Yup. So that’s where I’m at. I’ve already wired the 1GigE cable to the bedroom. I still need to do a cable run to the kitchen, but that’s not really a priority. I think having a small machine like the Wind PC in a closet would be a nice way to have both an iTunes server and a DVR. Apparently MythWeb allows you to easily setup recording from your web browser, so you just login and set the shows you want to watch for the week and let the back-end do its job. There are ways to “Sling” content to yourself if you’re out of town or something, but personally I think I could wait until I’m home, and besides most of the content by the big networks is instantly available online now for free viewing.
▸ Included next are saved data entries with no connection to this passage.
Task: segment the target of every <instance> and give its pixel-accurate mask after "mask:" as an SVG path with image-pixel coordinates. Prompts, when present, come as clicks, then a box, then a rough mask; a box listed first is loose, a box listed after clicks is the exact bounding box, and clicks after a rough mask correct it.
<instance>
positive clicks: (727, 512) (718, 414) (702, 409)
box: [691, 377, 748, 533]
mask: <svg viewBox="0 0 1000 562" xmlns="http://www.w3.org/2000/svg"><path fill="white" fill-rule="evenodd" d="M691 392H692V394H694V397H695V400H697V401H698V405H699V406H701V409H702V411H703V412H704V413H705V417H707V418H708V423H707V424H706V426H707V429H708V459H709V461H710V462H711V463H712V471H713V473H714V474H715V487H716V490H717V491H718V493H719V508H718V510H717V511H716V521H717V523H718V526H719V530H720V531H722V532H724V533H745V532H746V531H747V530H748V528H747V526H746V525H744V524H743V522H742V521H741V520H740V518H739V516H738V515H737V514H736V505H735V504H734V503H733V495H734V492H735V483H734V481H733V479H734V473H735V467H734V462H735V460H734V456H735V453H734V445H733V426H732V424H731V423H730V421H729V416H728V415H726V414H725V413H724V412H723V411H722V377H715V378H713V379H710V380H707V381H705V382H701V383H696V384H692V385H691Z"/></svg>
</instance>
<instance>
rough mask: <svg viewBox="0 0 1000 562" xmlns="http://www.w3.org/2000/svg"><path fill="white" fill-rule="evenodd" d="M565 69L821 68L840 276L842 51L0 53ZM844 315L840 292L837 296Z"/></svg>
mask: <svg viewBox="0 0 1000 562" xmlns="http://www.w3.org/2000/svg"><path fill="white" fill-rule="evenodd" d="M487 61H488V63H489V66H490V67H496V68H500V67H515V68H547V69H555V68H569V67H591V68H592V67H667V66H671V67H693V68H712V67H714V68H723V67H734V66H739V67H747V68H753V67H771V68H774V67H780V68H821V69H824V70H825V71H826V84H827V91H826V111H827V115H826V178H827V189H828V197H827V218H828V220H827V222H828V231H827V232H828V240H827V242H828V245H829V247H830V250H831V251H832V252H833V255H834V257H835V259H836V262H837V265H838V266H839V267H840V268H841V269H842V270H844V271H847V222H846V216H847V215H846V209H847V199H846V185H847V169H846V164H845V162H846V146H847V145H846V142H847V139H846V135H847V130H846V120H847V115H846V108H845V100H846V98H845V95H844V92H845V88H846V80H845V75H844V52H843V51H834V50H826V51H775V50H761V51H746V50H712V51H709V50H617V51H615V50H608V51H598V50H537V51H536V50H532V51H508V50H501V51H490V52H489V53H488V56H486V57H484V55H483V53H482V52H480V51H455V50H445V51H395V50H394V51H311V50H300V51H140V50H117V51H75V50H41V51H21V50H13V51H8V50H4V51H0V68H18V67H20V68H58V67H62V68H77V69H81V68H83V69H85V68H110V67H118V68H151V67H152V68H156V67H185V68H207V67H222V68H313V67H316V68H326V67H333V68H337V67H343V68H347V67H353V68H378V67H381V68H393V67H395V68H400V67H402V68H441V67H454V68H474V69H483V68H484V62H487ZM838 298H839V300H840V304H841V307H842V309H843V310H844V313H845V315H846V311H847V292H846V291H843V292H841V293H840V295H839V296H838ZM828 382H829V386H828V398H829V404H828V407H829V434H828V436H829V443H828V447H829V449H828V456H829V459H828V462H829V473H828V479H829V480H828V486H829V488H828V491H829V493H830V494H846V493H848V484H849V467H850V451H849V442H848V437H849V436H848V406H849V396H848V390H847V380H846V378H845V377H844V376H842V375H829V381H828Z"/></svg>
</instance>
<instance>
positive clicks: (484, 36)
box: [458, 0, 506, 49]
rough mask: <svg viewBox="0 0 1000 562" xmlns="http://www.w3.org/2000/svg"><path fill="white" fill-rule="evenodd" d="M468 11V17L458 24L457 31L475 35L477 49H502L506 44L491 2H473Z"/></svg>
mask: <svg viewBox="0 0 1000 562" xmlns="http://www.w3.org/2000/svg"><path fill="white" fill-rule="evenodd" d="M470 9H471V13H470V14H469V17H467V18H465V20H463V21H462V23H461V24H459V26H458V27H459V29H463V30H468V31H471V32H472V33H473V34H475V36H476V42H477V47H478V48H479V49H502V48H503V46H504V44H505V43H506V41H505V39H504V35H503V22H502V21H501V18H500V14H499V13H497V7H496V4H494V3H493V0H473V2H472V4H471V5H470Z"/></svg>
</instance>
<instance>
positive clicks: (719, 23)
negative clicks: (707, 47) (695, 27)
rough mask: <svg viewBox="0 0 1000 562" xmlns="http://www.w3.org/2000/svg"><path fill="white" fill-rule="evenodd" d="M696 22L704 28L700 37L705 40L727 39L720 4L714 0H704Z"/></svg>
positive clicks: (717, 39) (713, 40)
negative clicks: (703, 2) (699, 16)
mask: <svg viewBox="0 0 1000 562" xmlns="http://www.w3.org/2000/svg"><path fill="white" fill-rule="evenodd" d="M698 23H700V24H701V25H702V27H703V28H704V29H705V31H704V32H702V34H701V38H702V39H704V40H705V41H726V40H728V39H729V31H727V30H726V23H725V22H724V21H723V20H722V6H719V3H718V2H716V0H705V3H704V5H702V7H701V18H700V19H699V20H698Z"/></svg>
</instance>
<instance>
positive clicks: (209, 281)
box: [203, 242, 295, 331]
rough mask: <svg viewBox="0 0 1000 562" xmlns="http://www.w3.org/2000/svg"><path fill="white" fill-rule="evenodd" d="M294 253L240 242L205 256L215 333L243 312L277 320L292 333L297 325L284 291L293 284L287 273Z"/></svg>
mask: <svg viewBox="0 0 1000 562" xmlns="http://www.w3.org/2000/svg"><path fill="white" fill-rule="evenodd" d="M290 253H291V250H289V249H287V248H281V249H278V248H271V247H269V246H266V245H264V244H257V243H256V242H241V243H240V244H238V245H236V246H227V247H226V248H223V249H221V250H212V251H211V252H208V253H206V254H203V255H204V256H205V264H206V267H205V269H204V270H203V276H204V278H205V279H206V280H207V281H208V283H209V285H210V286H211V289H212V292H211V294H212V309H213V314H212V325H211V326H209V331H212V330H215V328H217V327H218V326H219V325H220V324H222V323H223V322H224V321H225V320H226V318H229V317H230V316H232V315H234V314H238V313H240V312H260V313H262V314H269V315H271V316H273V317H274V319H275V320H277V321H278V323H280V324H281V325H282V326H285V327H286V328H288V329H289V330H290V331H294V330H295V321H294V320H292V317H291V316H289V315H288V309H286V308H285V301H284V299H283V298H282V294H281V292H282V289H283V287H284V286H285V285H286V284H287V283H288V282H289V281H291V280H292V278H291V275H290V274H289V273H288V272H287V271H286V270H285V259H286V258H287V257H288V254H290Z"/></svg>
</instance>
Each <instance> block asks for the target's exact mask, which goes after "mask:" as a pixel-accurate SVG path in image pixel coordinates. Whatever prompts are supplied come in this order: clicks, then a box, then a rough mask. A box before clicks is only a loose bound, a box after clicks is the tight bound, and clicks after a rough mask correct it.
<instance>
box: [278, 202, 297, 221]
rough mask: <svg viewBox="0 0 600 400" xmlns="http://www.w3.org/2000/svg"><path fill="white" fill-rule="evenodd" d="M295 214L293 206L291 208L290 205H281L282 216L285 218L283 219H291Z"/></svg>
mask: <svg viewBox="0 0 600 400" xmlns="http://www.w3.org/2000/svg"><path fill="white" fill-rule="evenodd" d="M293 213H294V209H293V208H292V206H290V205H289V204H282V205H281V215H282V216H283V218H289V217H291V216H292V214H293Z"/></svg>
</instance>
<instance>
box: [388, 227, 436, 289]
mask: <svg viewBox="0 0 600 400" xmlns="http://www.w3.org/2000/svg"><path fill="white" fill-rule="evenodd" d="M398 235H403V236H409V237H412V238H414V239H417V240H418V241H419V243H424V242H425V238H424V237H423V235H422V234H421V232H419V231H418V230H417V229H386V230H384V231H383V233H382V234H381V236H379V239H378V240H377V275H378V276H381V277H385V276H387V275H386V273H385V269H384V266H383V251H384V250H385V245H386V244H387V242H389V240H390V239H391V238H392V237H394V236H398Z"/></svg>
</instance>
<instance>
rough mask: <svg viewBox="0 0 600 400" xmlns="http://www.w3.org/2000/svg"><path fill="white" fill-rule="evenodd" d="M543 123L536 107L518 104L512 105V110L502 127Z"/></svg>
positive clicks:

I had looked at this product before, it’s a free GNU sourced media server project, as it’s used mostly for the RokuSoundBridge . Recently I was pondering servers and looking into AirTunes via Airport Express wireless audio. Airport Express (in its base configuration) require iTunes running to control where the audio is sent. The slick thing since the advent of iPhone 2.0 and iPod Touch is the “Remote Software by Apple” which does what it says. Your Apple TV, your Mac Mini server in the basement, anything connected to your 802.11/b/g network can be under its control via touch screen. But back to Firefly Media Server.
Okay, say you have 3 rooms and in each room someone wants to listen to different music. How? Well, lets pretend again that on your home network you have a server where all the music is centrally located. Firefly taps this by adding iTunes server compatibility through Bonjour networking. On the old Dell XP machine it was a matter of installing Bonjour for Windows 1.04 and then the latest build of Firefly. Right now over 802.11g I have two laptops listening to two different songs, where the Firefly shows up as a shared iTunes Library and amazingly the Dell still has enough resources to playback a separate FLAC audio stream over USB. That makes 3 concurrent streams of audio, not bad for an old 900 MHz Pentium III.
I am not excited about taking the GREs. That’s about all I can think of. I ran 7 miles last Monday and climbed 3 other days last week. The 7 mile run was too much. Josh mentioned something about climbing trips in September. It’s too much for me to think of right now and Ryan has been fing-jured. On a completely unrelated mechanical note, I did do a little research into bit driver types for professional applications, as in putting two pieces of wood together with a screw. The Phillips head was never supposed to make it as far as it has. From my reading, Canadian carpenters love the old square-Robertson drive. Hex and Torx also work better in high torque situations. There is a better version of Phillips called the Pozidriv (I didn’t make that up) though it seems to be something of a hybrid Phillips with less public awareness. The square bit will probably make its way into my tool box, though clearly we all can’t be Canadian woodsmen.